Column: Strip insurance plan from budgetThe governor’s state budget bill now before the Legislature’s budget writing committee determines taxes and spending over a two-year period.
By: email@example.com, The Republican Eagle
The governor’s state budget bill now before the Legislature’s budget writing committee determines taxes and spending over a two-year period.
However, the budget bill includes more than just revenue and expenditure items found in a typical budget. The governor also included 80 non-fiscal policy items as identified by the nonpartisan Legislative Fiscal Bureau.
While it is not uncommon for governors to include non-fiscal policy items in budget proposals, in recent sessions, the co-chairs of the budget writing committee have agreed to remove them and introduce them as individual legislation.
Unfortunately, this session, the co-chairs removed fewer than half of these policy items and left in the budget some items that will have significant affect on our everyday lives and have nothing to do with state taxing or spending.
A couple of surprises in the budget would directly impact insurance premiums for cars and liability insurance for organizations like businesses, churches, and charities.
The first proposal would mandate dramatically higher auto insurance coverage limits, which in turn is estimated to increase auto insurance premiums by as much as 33 percent. It would increase minimums of $25,000 for personal injury, $50,000 for each accident, and $10,000 for property damage to $100,000, $300,000, and $25,000 respectively.
Wisconsin has the most affordable auto insurance premiums in the nation, but that would change quickly if this budget provision stays.
The second proposal would redefine who pays liability damages for injury costs.

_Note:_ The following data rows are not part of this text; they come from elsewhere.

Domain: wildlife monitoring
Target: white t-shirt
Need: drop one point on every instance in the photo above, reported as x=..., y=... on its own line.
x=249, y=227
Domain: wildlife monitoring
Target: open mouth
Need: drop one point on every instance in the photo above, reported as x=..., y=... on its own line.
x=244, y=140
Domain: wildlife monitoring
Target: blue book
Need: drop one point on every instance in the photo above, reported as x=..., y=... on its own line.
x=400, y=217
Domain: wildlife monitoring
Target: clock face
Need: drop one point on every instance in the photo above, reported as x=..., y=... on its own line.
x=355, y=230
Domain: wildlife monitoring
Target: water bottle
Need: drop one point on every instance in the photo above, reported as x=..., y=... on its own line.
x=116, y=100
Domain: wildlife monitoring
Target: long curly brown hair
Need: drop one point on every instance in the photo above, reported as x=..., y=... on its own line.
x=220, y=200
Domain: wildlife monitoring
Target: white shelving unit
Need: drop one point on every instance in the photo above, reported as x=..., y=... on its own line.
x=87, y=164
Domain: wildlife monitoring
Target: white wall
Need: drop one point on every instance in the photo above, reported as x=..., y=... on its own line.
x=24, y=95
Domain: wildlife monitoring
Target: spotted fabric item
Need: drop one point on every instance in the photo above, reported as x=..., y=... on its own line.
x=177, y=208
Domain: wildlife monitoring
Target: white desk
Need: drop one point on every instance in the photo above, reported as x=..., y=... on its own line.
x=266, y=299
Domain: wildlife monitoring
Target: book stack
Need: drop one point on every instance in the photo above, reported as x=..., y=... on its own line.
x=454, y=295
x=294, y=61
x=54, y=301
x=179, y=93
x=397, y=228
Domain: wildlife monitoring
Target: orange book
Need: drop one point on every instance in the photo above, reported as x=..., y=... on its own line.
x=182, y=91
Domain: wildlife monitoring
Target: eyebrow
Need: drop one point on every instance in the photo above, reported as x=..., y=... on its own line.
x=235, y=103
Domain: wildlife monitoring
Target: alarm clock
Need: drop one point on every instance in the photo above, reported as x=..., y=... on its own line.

Current law says a defendant must meet a 51 percent threshold to be held responsible for up to 100% of the injury cost.
However, the governor’s budget would say an individual, employer, charity, or church that is even 1 percent liable could be held responsible for 100 percent of damages. It is worthy to note that if one is simply present they are partially liable.
Regardless of our positions, we should not cower from having a direct vote on these issues.
That is why I have joined with over 30 of my colleagues in asking the co-chairs of the budget writing committee to pull these provisions from the budget bill and introduce as separate bills.